On 3/12/2011 8:47 PM, Glenn Linderman wrote:
On 3/12/2011 2:09 PM, Terry Reedy wrote:
I believe that if the integer field were padded with leading blanks as
needed so that all are the same length, then no key would be needed.
Did you mean that "if the integer field were" converted to string and
"padded with leading blanks..."?
Guido presented a use case of a list a strings, each of form '%s,%d',
where the %s part is a 'word'. 'Integer field' refers to the part of
each string after the comma.
Otherwise I'm not sure how to pad an integer with leading blanks.
The integers are already in string form. The *existing* key function his
colleague used converted that part to an int as the second part of a
tuple. I presume the integer field was separated by split(','), so the
code was something like
def sikey(s):
s,i = s.split(',')
return s,int(i)
longlist.sort(key=sikey)
It does not matter if the splitting method is more complicated, because
it is already part of the problem spec.

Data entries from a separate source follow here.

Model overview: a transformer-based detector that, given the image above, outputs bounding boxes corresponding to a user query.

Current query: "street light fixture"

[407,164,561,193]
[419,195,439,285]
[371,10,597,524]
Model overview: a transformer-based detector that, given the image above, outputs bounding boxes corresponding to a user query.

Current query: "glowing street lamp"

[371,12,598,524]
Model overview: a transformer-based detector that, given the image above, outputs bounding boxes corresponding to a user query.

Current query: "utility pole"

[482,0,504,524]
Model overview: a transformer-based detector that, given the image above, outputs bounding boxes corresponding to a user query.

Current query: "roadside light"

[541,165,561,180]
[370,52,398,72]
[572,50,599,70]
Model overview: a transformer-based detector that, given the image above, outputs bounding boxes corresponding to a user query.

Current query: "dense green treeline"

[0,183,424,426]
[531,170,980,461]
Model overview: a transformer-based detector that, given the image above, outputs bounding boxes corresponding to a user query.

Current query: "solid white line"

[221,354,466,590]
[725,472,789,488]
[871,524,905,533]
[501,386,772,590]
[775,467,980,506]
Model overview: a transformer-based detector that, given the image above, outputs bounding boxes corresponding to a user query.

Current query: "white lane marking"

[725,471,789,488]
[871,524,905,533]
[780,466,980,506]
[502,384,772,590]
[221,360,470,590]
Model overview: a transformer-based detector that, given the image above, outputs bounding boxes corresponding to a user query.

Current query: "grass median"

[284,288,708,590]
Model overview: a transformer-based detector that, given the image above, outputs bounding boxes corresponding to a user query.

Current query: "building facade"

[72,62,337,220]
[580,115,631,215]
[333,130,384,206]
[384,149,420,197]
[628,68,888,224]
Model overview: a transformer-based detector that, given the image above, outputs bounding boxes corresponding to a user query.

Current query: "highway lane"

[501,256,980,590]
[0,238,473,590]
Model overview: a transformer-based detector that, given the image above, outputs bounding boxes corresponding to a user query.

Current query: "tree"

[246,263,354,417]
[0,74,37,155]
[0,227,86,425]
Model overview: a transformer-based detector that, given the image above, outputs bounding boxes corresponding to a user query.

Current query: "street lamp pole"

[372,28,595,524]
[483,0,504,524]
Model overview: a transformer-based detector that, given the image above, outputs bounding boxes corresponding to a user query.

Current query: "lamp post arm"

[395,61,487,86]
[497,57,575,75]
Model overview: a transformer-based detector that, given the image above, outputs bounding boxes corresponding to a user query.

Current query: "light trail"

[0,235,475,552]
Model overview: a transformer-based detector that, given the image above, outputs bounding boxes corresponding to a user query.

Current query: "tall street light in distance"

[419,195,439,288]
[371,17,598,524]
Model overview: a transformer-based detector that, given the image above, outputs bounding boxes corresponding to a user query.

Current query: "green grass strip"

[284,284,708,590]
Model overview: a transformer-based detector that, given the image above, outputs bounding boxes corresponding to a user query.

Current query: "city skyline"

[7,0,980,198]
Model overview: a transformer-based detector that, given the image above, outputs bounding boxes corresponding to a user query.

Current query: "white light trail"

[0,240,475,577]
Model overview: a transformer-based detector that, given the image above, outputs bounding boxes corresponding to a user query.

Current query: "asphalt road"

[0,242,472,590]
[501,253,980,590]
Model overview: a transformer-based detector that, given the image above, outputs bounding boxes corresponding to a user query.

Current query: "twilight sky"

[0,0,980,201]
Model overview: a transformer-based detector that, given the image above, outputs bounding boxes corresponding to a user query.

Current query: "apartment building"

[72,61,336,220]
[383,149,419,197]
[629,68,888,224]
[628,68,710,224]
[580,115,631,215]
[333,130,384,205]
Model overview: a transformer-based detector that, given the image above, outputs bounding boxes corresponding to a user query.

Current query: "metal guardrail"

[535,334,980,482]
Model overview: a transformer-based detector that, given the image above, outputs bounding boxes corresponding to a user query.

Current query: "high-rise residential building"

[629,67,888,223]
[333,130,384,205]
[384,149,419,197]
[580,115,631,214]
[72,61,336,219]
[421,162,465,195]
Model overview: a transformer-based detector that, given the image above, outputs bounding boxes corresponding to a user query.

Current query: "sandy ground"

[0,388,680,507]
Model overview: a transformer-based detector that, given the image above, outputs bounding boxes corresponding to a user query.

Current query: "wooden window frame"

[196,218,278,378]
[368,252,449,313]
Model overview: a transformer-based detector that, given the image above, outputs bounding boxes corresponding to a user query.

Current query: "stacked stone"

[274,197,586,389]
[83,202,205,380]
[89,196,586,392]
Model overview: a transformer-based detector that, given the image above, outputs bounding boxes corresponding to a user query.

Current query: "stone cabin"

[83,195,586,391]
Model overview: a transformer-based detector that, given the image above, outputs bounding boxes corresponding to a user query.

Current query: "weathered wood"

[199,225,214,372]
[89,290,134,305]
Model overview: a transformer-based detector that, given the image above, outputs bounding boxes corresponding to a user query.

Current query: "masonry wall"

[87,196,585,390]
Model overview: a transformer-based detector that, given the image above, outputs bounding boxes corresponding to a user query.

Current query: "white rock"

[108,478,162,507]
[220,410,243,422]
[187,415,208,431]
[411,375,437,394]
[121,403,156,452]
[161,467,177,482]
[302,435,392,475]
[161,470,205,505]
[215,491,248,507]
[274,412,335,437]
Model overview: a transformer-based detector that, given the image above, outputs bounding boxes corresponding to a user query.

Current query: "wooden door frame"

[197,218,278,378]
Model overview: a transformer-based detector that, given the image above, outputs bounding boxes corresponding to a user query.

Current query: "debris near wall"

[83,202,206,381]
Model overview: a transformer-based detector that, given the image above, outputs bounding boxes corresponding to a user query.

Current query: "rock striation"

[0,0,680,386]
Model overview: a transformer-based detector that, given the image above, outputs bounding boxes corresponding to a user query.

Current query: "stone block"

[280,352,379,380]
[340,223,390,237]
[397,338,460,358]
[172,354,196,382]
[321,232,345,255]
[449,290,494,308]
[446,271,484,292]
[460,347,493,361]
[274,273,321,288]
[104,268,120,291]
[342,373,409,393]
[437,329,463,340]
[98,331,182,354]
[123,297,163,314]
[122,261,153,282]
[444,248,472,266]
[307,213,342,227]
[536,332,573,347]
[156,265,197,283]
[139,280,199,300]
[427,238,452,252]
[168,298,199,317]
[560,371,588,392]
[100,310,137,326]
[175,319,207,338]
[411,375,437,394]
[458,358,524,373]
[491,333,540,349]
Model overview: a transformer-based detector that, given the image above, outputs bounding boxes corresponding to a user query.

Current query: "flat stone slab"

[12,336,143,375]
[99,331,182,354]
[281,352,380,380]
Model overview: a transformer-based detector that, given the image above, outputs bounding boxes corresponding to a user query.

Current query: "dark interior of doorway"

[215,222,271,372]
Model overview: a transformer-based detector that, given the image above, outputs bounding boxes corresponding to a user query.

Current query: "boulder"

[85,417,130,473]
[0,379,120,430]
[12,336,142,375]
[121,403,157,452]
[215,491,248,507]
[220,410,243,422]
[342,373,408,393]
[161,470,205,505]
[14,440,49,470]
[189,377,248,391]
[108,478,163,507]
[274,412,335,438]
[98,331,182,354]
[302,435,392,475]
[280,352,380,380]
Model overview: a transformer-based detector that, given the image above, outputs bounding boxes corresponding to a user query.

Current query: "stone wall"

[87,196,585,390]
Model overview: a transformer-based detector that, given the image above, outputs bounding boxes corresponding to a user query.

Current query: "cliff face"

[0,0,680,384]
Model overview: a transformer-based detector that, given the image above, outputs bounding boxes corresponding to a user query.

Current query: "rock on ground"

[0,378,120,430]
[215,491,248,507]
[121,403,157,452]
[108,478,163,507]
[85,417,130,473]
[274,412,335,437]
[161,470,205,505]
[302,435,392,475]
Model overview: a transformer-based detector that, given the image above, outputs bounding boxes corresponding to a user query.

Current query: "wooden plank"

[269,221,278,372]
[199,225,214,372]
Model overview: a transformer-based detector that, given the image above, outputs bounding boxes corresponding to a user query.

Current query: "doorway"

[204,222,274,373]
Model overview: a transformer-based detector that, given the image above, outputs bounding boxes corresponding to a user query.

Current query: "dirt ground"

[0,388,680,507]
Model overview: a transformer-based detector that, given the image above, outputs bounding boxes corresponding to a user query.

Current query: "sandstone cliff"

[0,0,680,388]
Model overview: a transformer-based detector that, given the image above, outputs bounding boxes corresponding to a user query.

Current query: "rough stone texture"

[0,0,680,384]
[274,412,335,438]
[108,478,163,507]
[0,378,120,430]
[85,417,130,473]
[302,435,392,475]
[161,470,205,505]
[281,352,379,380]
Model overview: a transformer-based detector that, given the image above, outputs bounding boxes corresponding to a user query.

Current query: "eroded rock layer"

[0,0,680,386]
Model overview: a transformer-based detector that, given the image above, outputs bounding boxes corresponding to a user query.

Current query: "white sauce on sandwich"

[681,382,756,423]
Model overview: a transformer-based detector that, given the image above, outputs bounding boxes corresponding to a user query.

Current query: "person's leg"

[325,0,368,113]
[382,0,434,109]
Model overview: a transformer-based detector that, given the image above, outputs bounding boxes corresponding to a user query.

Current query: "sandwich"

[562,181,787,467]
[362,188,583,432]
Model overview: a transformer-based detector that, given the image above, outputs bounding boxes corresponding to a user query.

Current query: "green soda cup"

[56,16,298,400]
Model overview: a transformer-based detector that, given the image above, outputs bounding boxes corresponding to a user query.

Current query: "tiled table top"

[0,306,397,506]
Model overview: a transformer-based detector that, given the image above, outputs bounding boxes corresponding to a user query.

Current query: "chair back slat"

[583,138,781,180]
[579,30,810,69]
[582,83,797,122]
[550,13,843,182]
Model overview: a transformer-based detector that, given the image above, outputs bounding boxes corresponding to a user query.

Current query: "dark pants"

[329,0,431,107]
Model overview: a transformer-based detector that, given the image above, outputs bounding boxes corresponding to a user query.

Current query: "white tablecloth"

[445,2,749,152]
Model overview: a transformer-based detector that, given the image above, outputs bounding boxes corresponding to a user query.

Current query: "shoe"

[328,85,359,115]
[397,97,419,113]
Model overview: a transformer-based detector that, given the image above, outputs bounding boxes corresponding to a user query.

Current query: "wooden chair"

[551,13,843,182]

I proposed instead
def sirep(s):
s,i = s.split(',') # or whatever current key func does
return '%s,%#s' % (s,i)
# where appropriate value of # is known from application
longlist = map(sirep, longlist)
longlist.sort()
# or assuming that a simple split is correct
longlist = ['%s,%#s' % tuple(s.split(',')) for s in longlist]
longlist.sort()
Also, what appears to be your revised data structure, strval + ',' +
'%5.5d' % intval , assumes the strval is fixed length, also.
No it does not, and need not. ',' precedes all letters in ascii order.
(Ok, I assumed that the 'word' field does not include any of
!"#$%&'()*+. If that is not true, replace comma with space or even a
control char such as '\a' which even precedes \t and \n.) Given the
context of Google, I assumed that 'word' meant word, as in a web
document, while the int might be a position or doc number (or both). The
important point is that the separator cause all word-int pairs with the
same word to string-sort before all word-int pairs with the same word +
a suffix. My example intentionally tested that.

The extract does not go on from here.